To solve these problems, we'll use Hooke's Law, which states that the force exerted by a spring is directly proportional to the displacement (stretch) of the spring from its equilibrium position. The formula is given by:
\[ F = k \cdot x \]
where:
- \( F \) is the force applied to the spring (in Newtons),
- \( k \) is the spring constant (in N/m),
- \( x \) is the displacement of the spring from its rest position (in meters).
a) How far in centimeters would the spring stretch with a mass of 500g?
First, we need to convert the mass from grams to kilograms:
\[ \text{mass} = 500 \text{ g} = 0.5 \text{ kg} \]
Next, we calculate the weight of the object, which is the force due to gravity:
\[ F = m \cdot g = 0.5 \text{ kg} \cdot 10 \text{ N/kg} = 5 \text{ N} \]
Now we can use Hooke's Law to find the stretch \( x \):
\[ F = k \cdot x \]
Rearranging for \( x \):
\[ x = \frac{F}{k} = \frac{5 \text{ N}}{20 \text{ N/m}} = 0.25 \text{ m} \]

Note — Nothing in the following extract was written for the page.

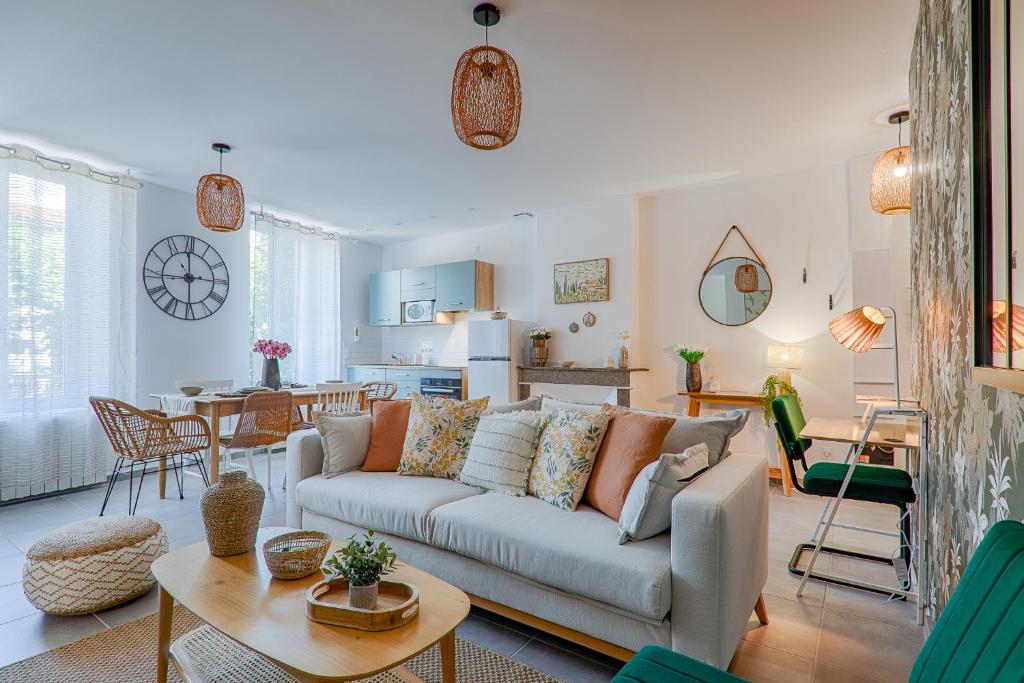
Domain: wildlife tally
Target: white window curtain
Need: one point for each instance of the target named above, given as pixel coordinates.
(67, 317)
(295, 296)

To convert \( x \) from meters to centimeters:
\[ x = 0.25 \text{ m} \times 100 \text{ cm/m} = 25 \text{ cm} \]
So, the spring would stretch 25 cm.
b) What is the mass of an object that stretches the spring 35 cm long?
First, convert 35 cm to meters:
\[ x = 35 \text{ cm} = 0.35 \text{ m} \]
Using Hooke's Law again, we can find the force \( F \):
\[ F = k \cdot x = 20 \text{ N/m} \cdot 0.35 \text{ m} = 7 \text{ N} \]
Now, we can find the mass \( m \) that would create this force:
\[ F = m \cdot g \]
Rearranging for \( m \):
\[ m = \frac{F}{g} = \frac{7 \text{ N}}{10 \text{ N/kg}} = 0.7 \text{ kg} \]
So, the mass of the object that stretches the spring 35 cm long is 0.7 kg.